TV-Talk "Anne Will" zum Brexit: Wie lange denn noch?

Alle sind genervt, wenn das Stichwort "Brexit" fällt. Fast alle, denn der Talk bei "Anne Will" zeigte, dass sich eine weitere Debatte lohnt.

Selten, dass eine Talkshow ihr Thema als Seufzen formuliert. „Anne Will“ hat es getan: „Wie lange denn noch?“ Konnte es die Redaktion anders formulieren, wenn es um den Brexit geht? Die britische Politik wirkt trotz oder wegen der unzähligen Abstimmungen im Parlament richtungsloser denn je, die Hoffnung, dass aus den Gesprächen zwischen Premierministerin Theresa May und Labour-Chef Jeremy Corbyn eine Lösung hervorlugen könnte, hat sich erst mal nicht erfüllt. Sollen sich die EU-Staats- und Regierungschefs auf eine Verlängerung der Brexit-Frist einlassen, nur damit das Drama um weitere Akte verlängert wird? 
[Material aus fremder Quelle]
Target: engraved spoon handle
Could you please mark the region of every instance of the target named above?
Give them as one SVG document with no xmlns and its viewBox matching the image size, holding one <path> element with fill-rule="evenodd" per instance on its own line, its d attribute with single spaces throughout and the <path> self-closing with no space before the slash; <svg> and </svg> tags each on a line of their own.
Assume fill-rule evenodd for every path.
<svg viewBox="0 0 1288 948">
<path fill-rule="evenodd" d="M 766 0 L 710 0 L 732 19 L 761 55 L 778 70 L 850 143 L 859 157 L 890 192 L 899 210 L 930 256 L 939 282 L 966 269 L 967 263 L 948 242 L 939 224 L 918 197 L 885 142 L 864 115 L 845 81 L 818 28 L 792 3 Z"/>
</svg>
„Anne Will“ musste den alten Fragen neues Leben einhauchen, also waren Philippa Whitford, Abgeordnete der Scottish National Party im britischen Unterhaus, und Greg Hands, Tory-Abgeordneter und Ex-Staatssekretär im britischen Außenhandelsministerium, ins Talkstudio nach Berlin eingeflogen worden; ganz so, als könnten die Briten die Briten erklären, weil sich die Deutschen die Briten längst nicht mehr erklären können. Whitford und Hands markierten freilich nur die gegensätzlichen Lager-Positionen im Vereinigten Königreich, Whitford argumentierte gegen den Brexit, Hands dafür.

Orientierung geboten

Ein Talk über den Brexit ist für eine Talkshow eine echte Herausforderung. Dem Publikum draußen in den Fernsehsesseln muss Orientierung gegeben werden, eine Analyse, wo die Brexit-Debatte steht: Wer will was, wann und warum? Das gelang in den 60 Minuten ordentlich, die eine sehr gut informierte Anne Will mit ruhiger Hand führte. Was nicht gelang: eine stichhaltige Antwort zu liefern, wie lange der Brexit-Prozess noch dauern und wie er tatsächlich enden wird. Ist vielleicht auch zu viel verlangt, das Vereinigte Königreich wirkt ins Chaos verliebt, die EU schwankt zwischen softem Entgegenkommen und strenger Trennung.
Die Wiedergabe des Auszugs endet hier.